INVITACIÓN A REÍR EN TIEMPO DE CORONAVIRUS


Este aislarse de la sociedad que nos agobia con el peso de la tarea sin fundamento, es quizá una oportunidad única para que volvamos los ojos hacia nuestra propia interioridad.


Todo es difícil. El silencio. La majestad. Difícil mirar los ojos hondos donde boga la vida. Es difícil. El amor. La sonrisa. Los besos de los inocentes que se enlazan y funden. Difícil no creer en la muerte, porque nadie cree en la muerte, escribía el Premio Nobel de Literatura Vicente Aleixandre.


Llegamos a un punto en que todo se trastoca. La salida al café, las prácticas de fútbol que alimentan el espíritu, las manos que saludan besadas por la dorada luz de un sol que siempre sale. Nada es igual y todo se hunde.


Todo es difícil. Parece fácil y qué difícil es la ausencia, la lágrima muda del enfermo que se quiebra y pierde la costumbre de vivir y se torna vulnerable. Es difícil que alguien esté triste y no grite y no se abrace, triste como la rama que deja caer su fruto para nadie.


En la angustia, cerramos la puerta de la generosidad y abrimos la tranquera del espanto. En España, México o Colombia, el fanatismo toma su partido. Buscamos una causa y la encontramos: La culpa es del gobierno que pudo frenar el contagio y no lo hizo. Pensamos que la hemos encontrado y agachamos la cabeza y la pared se estrecha y quita el aire y también nos mira y nos acusa.


Difícil aceptar que nuestra forma de pensar pudo golpear en las puertas de la muerte. Lo hemos relativizado todo. La vida ya no importa. Decidimos sobre quien nace o quien muere con una facilidad omnipotente. Y es la moda y hay que seguirla y aplaudirla porque de lo contrario eres un facha, un anti progre', un error que ha surgido en la escala evolutiva.

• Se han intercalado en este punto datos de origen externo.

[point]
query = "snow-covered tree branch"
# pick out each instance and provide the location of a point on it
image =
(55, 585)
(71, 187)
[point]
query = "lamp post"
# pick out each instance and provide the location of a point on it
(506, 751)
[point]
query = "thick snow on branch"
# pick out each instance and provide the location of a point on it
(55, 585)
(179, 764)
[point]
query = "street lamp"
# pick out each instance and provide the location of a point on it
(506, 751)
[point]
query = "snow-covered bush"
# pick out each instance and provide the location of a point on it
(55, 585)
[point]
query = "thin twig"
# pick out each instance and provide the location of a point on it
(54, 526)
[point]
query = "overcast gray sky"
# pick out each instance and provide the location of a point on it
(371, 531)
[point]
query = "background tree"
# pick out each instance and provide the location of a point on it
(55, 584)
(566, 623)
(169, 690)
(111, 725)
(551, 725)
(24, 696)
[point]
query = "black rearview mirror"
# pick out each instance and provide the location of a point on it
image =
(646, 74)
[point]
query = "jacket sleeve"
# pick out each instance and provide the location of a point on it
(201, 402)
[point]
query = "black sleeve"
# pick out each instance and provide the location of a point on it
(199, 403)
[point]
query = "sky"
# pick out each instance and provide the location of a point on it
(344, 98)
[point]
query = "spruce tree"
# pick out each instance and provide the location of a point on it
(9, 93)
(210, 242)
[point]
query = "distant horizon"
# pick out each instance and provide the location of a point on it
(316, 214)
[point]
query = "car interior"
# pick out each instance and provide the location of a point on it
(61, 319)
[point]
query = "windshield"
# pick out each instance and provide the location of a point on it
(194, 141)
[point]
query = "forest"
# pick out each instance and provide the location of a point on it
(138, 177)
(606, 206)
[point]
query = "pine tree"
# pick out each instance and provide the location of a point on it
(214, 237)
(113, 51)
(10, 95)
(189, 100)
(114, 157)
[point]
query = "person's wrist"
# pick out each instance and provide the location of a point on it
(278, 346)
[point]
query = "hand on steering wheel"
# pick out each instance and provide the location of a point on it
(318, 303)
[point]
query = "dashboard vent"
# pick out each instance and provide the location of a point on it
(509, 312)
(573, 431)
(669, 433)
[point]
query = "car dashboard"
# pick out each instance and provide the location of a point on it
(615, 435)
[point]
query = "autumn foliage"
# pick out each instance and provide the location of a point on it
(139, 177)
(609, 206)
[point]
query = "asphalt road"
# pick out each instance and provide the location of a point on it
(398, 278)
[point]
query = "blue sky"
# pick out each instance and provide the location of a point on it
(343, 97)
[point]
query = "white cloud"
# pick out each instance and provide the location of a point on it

Nada es fácil. Te sientas. Vacilas pensando en el peligro que amenaza si pisas la calle que conduce a los encuentros. El aparente encuentro que te dicta el guion de todos los días, pues olvidas que miras al vecino como si no lo vieras, al mendigo que te estorba, a la humilde señora que no tiene tu glamour ni pedigrí de clase. Al amigo que insultaste sin motivo.


La pandemia enseña que nuestras preocupaciones ecológicas, manoseadas por intereses políticos, son apenas un miedo que tenemos a la muerte. El mundo cualquier día puede sacudirse de nosotros y continuar girando más libre, más limpio, más sublime. En los minutos en que alguno de mis lectores lea estas líneas, miles de animales serán torturados y muertos gracias a nuestra inteligencia superior.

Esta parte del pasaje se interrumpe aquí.